W miniaturce The Secret,
która otwiera drugą stronę winylowego wydania usłyszymy klimaty dalekowschodnie.
Pierwsze skojarzenia to filmy w których główną rolę grał Jean-Claude Van Damme. Co
jeszcze znalazło się na płycie? Między innymi wspomniana już na początku
ballada Someday. To był ich drugi wielki hit. Ładnie chodzi tu bas. Bardzo
sympatyczna piosenka. Zdecydowanie dla miłośników brzmienia lat
osiemdziesiątych. Jak już wspomniałem Słuchacze Trójki nie docenili tego utworu
w 1987 roku. Czy słusznie? To już nie mnie oceniać.
Do końca mamy jeszcze
bardziej ostrzejszą (choć to określenie nieco na wyrost) I Will Be There i
zamykającą ten album You’re What I Look For.
Powiem tak. Miłośnicy
pop-rockowego grania lat osiemdziesiątych na pewno znajdą na tym albumie coś
dla siebie. Jak wspomniałem we wstępie to muzyka łatwa, lekka i przyjemna.
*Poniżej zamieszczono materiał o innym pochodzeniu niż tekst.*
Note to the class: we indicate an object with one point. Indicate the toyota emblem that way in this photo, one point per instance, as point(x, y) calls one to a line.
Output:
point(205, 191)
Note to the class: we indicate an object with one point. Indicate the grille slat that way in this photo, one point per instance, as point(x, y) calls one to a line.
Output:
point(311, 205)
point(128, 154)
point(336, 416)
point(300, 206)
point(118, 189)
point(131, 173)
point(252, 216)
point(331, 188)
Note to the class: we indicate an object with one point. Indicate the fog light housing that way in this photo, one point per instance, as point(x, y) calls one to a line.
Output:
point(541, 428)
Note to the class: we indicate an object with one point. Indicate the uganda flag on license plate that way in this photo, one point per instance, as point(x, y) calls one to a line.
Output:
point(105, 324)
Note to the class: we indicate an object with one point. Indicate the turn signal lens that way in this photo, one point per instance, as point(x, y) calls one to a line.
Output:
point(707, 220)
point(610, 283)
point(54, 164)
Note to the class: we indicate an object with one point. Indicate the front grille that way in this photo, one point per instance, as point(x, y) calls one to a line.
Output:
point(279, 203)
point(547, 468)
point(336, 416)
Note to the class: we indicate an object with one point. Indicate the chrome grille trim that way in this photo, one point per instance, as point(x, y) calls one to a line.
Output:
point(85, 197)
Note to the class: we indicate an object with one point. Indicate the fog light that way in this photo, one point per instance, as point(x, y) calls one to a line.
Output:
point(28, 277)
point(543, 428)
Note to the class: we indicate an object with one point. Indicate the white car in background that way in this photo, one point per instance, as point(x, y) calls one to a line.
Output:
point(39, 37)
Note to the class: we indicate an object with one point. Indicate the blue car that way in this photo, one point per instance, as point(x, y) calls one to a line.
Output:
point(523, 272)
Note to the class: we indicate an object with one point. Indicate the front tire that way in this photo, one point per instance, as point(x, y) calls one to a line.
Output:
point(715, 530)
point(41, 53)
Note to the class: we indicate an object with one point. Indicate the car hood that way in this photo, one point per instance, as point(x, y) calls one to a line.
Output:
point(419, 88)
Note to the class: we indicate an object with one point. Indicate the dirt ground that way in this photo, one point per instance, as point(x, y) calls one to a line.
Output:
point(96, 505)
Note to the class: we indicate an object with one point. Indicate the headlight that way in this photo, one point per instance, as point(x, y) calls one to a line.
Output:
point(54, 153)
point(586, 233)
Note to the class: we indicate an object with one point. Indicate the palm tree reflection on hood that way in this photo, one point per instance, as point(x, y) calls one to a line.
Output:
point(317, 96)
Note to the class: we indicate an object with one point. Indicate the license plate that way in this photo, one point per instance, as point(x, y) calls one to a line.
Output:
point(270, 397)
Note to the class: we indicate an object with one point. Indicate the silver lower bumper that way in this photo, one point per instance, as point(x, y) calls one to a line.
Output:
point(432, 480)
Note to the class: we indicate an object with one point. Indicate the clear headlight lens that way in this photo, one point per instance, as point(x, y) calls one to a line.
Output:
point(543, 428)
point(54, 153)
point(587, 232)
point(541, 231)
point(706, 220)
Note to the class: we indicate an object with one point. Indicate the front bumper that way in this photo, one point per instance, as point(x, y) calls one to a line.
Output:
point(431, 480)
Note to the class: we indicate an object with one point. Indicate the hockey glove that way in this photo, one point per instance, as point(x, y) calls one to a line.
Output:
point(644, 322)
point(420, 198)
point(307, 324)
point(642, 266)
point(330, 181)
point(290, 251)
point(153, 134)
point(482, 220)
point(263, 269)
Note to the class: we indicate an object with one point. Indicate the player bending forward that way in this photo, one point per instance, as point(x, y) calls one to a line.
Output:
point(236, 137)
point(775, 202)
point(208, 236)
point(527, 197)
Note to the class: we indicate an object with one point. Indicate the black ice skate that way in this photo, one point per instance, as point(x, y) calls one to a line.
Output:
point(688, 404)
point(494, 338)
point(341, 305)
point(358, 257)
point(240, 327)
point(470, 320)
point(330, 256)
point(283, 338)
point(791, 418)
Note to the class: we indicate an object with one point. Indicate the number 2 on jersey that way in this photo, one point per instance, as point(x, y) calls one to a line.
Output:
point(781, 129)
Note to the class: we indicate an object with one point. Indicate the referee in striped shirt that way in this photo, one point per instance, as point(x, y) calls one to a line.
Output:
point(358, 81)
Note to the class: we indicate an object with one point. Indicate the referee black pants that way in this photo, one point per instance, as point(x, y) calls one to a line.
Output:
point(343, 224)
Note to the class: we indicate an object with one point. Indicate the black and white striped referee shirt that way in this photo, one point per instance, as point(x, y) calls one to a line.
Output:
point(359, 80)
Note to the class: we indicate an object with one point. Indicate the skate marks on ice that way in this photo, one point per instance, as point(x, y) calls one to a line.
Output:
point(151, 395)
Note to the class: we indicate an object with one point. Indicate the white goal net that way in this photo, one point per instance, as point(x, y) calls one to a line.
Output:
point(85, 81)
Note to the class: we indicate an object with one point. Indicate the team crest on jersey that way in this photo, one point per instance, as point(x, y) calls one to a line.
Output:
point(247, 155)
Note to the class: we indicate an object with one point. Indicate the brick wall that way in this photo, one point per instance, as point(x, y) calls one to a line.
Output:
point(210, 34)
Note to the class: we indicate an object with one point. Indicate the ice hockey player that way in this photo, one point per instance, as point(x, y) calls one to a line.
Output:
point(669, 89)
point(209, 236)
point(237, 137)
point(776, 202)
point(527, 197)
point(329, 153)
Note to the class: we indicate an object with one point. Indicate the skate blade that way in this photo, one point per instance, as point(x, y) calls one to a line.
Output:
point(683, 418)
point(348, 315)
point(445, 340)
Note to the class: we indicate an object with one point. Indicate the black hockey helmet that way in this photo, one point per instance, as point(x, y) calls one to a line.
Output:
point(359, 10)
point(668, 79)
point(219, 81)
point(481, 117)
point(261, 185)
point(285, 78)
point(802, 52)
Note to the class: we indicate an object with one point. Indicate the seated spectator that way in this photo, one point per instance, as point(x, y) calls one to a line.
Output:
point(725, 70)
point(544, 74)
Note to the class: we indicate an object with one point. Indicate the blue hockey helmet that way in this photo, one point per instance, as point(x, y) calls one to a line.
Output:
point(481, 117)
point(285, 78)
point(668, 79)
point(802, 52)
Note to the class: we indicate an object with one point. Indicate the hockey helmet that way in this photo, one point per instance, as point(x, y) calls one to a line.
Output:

W
sam raz dla tych którzy chcą powspominać swoje lata młodości, ale i zakochani w
tej dekadzie powinni zapoznać się z tym albumem. Dobra perkusja Hansona i fajny,
melodyjny głos Frewa. Po wielu latach zagrało mi to naprawdę nieźle (pewnie
zadziałał sentyment). Czyż nie o to chodzi aby na przeróżne sposoby czerpać
przyjemność ze słuchania muzyki? W sam raz na letnie przedpołudnie.